2. Shinkansen Bullet Train

High-speed trains need to be incredibly careful when it comes to noises. They can create huge claps of noise when they emerge from a tunnel, making unfortunate noise pollution a big problem in areas where they run. To help solve the problem, Eiji Nakatsu looked to the kingfisher. This bird manages to dive into water while chasing fish with almost no ripples, so Nakatsu copied its beak to build a new nose for the train. It solved the noise problem and reduced energy use.

3. Color displays for e-readers

E-readers are one of the biggest trends in technology right now, but it took some time for researchers to figure out the best way to make them display. Some of the biggest problems were glare from sunlight and battery life. To fix it, Qualcomm MEMS Technologies spent some time looking at butterflies. Their beautiful wings get some of their color by reflecting bright light, so the company copied the gleam and created color that reflected instead of transmitted light.

4. More effective wind turbines

Many companies are working on creating renewable energy sources, and one of the most popular today is wind power. Frank Fish is a marine biologist who noticed that humpback whales have some traits that seem counter-intuitive, including bumps along the forward edge of their flippers. Hydrodynamics suggests this would create more drag. So Fish tested the design and found it actually made the flippers more aerodynamic. He went on to apply the findings to wind turbines and made them 20% more efficient.
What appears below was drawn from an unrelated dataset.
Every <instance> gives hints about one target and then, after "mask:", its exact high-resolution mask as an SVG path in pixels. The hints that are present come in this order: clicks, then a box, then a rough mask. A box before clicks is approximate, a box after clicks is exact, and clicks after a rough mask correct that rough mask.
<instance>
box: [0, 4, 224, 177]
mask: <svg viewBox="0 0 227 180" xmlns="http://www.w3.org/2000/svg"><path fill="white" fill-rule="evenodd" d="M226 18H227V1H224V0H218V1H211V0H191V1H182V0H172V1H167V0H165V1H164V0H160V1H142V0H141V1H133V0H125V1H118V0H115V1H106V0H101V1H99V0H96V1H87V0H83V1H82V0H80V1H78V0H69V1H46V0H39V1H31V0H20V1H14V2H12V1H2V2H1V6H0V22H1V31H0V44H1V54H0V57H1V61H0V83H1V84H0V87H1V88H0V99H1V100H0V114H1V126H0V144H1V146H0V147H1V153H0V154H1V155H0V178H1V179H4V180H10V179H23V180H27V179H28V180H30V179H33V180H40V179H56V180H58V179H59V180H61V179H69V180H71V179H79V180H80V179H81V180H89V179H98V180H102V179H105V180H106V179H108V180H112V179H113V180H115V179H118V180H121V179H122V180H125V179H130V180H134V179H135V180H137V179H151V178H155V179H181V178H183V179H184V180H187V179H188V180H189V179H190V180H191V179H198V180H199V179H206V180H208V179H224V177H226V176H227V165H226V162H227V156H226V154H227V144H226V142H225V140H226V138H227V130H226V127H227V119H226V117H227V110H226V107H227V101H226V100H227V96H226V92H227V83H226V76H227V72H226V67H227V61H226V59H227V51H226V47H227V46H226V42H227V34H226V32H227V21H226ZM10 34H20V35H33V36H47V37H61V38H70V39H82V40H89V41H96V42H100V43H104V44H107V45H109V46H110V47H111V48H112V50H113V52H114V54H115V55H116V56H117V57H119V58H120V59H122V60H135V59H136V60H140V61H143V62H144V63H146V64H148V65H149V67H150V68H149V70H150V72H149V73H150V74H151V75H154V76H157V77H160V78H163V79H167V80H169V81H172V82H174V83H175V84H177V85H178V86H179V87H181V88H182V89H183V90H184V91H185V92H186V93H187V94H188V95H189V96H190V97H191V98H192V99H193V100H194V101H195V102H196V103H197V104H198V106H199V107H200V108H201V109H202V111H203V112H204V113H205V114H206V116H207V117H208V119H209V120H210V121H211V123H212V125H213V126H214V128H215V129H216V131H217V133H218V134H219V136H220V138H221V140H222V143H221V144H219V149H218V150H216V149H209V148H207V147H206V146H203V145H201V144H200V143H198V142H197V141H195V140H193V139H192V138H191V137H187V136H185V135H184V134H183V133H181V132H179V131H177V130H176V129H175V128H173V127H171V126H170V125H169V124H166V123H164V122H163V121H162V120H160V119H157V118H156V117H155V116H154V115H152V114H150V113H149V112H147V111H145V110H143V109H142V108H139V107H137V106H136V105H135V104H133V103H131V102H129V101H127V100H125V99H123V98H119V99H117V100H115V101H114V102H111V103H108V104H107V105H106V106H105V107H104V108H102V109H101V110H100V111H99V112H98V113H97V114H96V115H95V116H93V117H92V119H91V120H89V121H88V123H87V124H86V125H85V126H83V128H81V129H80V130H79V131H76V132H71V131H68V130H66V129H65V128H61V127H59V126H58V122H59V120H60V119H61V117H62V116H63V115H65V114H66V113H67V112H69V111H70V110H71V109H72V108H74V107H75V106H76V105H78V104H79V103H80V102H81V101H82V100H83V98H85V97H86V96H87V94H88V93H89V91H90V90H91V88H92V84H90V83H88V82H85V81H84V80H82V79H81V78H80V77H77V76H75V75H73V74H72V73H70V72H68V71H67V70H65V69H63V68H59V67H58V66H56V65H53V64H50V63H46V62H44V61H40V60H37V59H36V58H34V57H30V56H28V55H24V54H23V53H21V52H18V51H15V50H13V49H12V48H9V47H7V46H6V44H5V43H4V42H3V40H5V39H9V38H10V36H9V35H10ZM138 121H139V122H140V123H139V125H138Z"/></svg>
5. Shark skin plastic wrap

One of the most important medical discoveries ever was the discovery that hygiene was hugely important to preventing diseases from spreading. Unfortunately, even with that knowledge, many medical professionals still end up spreading bacteria and viruses inadvertently. But Tony Brennan discovered something amazing in 2003: shark skin manages to remain completely clean of algae, slime, and barnacles thanks to tiny scales. He used the design to create a plastic wrap that is successfully keeping light switches, monitors, and handles in hospitals clear of germs.

6. Natural ventilation

Some places are just too hot to make air conditioning a sound financial decision, but in Zimbabwe, the designers of the Eastgate building came up with a better way to control the climate. They looked at termite mounds and found that with a simple air exchange system the mounds didn’t change temperature, no matter what the climate outside. So they built the building with ventilation to pull cool air in from the bottom of the building, with cavities under the floor slabs to cool the building, and with angled walls and windows to keep the sun off.

7. Tokyo’s railway system

In an amazing bit of research, Japanese scientists found that slime mold will always grow in the optimal way towards food sources, meaning that it creates the most efficient way to transport nutrients. They used the amazing ability to create the best possible layout for Tokyo’s railway system by placing the mold on a map of the city and adding an oat flake on each station. The final product was quite similar to the actual railway system that had been made with a computer simulation. Researchers look forward to using the mold as a better alternative in the future.

8. Gecko tape

Geckos have the fairly awesome ability to climb up completely vertical surfaces thanks to a plethora of tiny hairs that create tension against all the surface irregularities of a wall. Researchers have found that they can mimic this in tape form so that people can stick objects to walls and peel them off without losing the adhesive properties of the tape. They even imagine people being able to climb walls with the special tape.

9. Dirt resistant paint

Keeping things clean is a big priority of inventors, and after the shark skin plastic wrap, inventors have been looking for more inspiration. Ispo, a German company, found what they were looking for in the lotus flower. Thanks to a surface that is textured similarly to shark skin, the petals are always completely clean, even of specks of dust. The company has since created a paint that copies the flower and keeps the walls squeaky clean.